Не прошло и часа, как дружина спешила обратно на заставу. На лицах каждого воина застыла тревога — что успело случиться за это время? Не опоздают ли?
Страшно погибнуть в бою, но еще страшнее жить, зная что по твоей вине погибли другие.
Вернувшись на зачарованную полянку, Василий устало упал на мягкий ковер шелковистой травы. Туман заинтересованно фыркнув, толкнул человека носом. Богатырь отстраненно погладил умную морду.
Вот и все. Одним чудом меньше. Да и чудо получилось какое-то… не совсем чудесное. Богатырь и сам не знал чего ожидал от чудесных стрел, но все получилось слишком обыденно. Уж не обманул ли Ящер?
— Эх, ладно, — поглядев в преданные конские глаза, сказал богатырь. — Нужно блюсти договор.
Туман согласно заржал.
— Эй, Ящер! — громко крикнул Василий, — забирай лук, как и договаривались!
Внезапно налетевший порыв ветра донес до слуха богатыря приглушенный раскат грома.
Василий распахнув глаза, уставился на лук, ожидая что тот растворится в клубах дыма, провалится сквозь земную твердь или еще чего, но и здесь не случилось чуда.
— Закончил с этим уже? — заставляя богатыря вздрогнуть, раздался сзади знакомый голос. — Давай, отнесу…
Василий молниеносно обернулся.
— Маргаст?!
Широко осклабившись, колдун подмигнул богатырю.
— Рад бы с тобой поболтать, да торопиться нужно.
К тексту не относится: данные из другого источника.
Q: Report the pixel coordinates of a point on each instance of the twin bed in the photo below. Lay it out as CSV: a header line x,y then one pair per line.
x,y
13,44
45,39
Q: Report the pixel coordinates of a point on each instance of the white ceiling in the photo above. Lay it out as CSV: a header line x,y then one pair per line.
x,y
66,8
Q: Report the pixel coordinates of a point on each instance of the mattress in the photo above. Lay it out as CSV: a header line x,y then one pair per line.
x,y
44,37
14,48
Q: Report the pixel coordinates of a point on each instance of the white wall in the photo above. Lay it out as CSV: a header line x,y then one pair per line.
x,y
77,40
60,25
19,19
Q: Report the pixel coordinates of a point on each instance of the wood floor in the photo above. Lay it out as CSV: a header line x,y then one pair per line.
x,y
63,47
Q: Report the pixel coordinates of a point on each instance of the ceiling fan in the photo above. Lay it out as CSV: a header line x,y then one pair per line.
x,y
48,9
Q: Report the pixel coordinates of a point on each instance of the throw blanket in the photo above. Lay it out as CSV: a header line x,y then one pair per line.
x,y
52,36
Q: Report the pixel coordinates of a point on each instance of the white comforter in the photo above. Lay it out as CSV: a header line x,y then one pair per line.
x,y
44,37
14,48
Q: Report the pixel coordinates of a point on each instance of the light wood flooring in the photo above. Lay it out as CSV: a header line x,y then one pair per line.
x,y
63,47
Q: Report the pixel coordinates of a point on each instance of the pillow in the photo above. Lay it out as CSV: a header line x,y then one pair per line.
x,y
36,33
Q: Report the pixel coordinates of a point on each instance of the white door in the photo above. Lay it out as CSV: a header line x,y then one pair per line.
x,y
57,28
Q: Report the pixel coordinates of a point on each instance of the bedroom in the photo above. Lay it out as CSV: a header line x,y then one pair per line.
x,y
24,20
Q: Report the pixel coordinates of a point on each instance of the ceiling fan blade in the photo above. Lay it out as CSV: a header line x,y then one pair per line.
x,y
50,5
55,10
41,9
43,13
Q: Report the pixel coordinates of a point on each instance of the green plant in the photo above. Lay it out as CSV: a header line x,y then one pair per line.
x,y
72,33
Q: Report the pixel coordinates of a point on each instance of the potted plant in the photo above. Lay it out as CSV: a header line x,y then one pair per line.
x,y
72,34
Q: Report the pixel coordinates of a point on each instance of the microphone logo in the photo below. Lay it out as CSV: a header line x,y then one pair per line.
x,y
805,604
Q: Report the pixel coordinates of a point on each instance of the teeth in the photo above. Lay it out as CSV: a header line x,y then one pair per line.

Хозяин лютует.
Понимающе кивнув, Василий протянул колдуну ставший теперь бесполезным лук.
— Привет ему передавай.
— Уж передам, — снова подмигнув, Маргаст звонко щелкнул пальцами и пропал.
— Тумана не забижай! — едва слышно прошелестел его насмешливый голос.
— Не забижу, — одними губами прошептал богатырь. — Его забидишь!
Словно поняв тихие слова хозяина, конь довольно заржал демонстрируя по волчьи острые зубы.
— Смейся, смейся, — Василий потянувшись к седельной сумке достал бережно завернутый меч. — Вот впрягу тебя в телегу, посмотрим кто смеяться будет.
Не обращая внимания на обиженно трясущего густой гривой коня, богатырь бережно развернул скрывающую клинок тряпицу. Остро отточенный голубоватый металл, пронзительно блеснул на солнце точно просясь в кровавую сечу.